Una maestra, donna Carmela, ogni giorno va a casa per dare lezioni ai due ragazzi, mentre don Nofrio, «scrupoloso come un santo» amministra la tenuta di Santa Margherita dove, in un periodo piovoso, vengono ospitati anche attori girovaghi.
Un giorno che la maestra si assenta, vanno al mare: «Sentendo parlare del mare, Antonno si era illuminato. Lo chiamava il cielo capovolto. E il cielo era il mare risalito».

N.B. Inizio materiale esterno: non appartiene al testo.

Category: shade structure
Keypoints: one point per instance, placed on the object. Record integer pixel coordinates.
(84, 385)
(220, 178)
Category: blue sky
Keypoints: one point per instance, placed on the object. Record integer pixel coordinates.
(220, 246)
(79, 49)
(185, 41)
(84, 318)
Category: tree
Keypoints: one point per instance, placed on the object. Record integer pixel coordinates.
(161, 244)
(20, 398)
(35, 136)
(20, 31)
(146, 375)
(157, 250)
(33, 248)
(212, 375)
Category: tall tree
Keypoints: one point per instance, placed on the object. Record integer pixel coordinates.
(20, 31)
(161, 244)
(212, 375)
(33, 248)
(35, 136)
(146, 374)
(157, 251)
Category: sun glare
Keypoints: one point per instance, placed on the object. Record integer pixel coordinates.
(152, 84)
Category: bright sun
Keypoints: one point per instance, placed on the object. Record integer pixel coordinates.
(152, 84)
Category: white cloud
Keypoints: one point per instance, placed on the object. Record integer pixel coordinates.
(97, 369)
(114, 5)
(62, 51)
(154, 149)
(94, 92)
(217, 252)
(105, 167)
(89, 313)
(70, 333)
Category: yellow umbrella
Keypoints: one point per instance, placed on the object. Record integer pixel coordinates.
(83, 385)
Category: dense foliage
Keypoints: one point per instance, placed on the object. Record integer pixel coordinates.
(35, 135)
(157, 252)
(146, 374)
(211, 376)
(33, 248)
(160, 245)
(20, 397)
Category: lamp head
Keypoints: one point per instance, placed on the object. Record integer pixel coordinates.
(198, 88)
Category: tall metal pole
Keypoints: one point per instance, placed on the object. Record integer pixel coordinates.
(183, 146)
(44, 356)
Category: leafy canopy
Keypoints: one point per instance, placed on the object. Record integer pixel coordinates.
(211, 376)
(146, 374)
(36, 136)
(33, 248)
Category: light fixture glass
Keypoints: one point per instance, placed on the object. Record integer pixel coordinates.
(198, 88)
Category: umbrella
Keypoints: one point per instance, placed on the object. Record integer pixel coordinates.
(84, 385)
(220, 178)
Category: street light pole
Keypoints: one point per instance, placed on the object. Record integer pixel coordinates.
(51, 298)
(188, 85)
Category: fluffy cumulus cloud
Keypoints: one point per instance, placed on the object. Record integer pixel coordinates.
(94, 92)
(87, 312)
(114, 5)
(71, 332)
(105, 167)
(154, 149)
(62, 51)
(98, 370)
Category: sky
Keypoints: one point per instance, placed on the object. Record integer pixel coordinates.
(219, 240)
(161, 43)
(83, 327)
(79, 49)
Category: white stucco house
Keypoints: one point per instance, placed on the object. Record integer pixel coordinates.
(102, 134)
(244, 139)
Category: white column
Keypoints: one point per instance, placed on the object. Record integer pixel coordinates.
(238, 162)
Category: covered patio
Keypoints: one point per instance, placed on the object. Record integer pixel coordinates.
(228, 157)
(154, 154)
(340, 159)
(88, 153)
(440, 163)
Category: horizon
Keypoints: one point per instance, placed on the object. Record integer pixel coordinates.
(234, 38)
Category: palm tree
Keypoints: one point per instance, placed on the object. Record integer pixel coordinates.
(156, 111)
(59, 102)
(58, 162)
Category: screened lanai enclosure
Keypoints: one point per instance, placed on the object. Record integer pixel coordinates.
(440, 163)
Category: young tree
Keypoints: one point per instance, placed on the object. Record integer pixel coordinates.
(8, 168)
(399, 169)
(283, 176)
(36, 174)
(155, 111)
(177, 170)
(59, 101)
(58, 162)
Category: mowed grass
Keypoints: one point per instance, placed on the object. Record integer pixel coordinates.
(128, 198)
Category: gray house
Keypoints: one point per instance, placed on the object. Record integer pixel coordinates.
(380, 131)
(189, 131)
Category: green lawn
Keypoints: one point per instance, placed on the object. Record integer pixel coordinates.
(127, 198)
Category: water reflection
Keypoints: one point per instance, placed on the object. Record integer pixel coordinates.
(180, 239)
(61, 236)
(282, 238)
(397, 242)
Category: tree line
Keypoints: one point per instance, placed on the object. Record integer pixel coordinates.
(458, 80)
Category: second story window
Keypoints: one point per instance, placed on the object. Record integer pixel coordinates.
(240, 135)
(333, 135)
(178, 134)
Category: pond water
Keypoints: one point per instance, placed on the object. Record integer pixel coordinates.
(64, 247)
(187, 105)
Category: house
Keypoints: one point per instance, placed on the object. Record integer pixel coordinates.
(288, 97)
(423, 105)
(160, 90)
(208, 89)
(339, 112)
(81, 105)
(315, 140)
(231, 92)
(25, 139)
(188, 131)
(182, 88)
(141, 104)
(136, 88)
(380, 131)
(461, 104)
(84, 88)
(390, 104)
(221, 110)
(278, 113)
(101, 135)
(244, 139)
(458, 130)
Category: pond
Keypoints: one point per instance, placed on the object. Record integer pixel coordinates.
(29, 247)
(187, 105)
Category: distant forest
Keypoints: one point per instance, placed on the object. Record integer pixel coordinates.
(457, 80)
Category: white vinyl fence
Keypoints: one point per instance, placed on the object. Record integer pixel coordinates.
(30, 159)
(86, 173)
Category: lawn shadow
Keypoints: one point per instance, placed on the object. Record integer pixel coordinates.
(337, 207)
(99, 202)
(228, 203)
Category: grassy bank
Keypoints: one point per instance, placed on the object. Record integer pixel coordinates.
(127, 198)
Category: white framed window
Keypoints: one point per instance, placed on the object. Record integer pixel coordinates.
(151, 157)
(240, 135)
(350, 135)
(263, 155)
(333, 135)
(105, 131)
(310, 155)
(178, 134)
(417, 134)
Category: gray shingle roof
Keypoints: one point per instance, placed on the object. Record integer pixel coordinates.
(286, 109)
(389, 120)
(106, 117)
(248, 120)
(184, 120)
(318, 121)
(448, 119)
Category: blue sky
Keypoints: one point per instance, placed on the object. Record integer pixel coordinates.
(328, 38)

Da adulto, il principuzzo ricorda l’abilità di Antonno nell’intagliare lupiceddi, racconta il suo amore per Licy, la moglie arrivata dalla lontana Lettonia che a Palermo «non riesce a obbedire al sole nostro, alle diavolerie dei suoi raggi, alle temperature che non scemano neanche la notte, e fanno della sera non una conclusione, ma un approdo», confessa «che, forse, ho trovato Dio solo scrivendo», sostiene di appartenere a «un popolo a cui scorrono nel sangue troppe dinastie vittoriose e perdenti, troppi dèi vanitosi e codardi», scopre «la sorprendente Virginia Woolf… non scriveva raccontando fatti esterni, ma interni. E non scandiva il tempo narrativo, ma il tempo interiore».
 
Quanto al romanzo, il primo marito di Licy lo legge e «lo ritenne bellissimo ma inutile, come tutte le cose appartenenti a un secolo passato…».
Al passato Giuseppe è assai legato, quando è in clinica sogna di tornare a Palermo, «per prima cosa andrei in via Lampedusa 17, dove sono nato. Non resta quasi nulla del palazzo, le bombe hanno completato il loro massacro nel maggio del 1943… Quando rientrai, rimasi a lungo a contemplare le rovine… Con la casa se ne andava il passato, la mia infanzia, il primo sguardo sul mondo».
 
Tutto da leggere, questo romanzo, tutto da assaporare nel continuo rincorrersi di ricordi, sorrisi e dolori.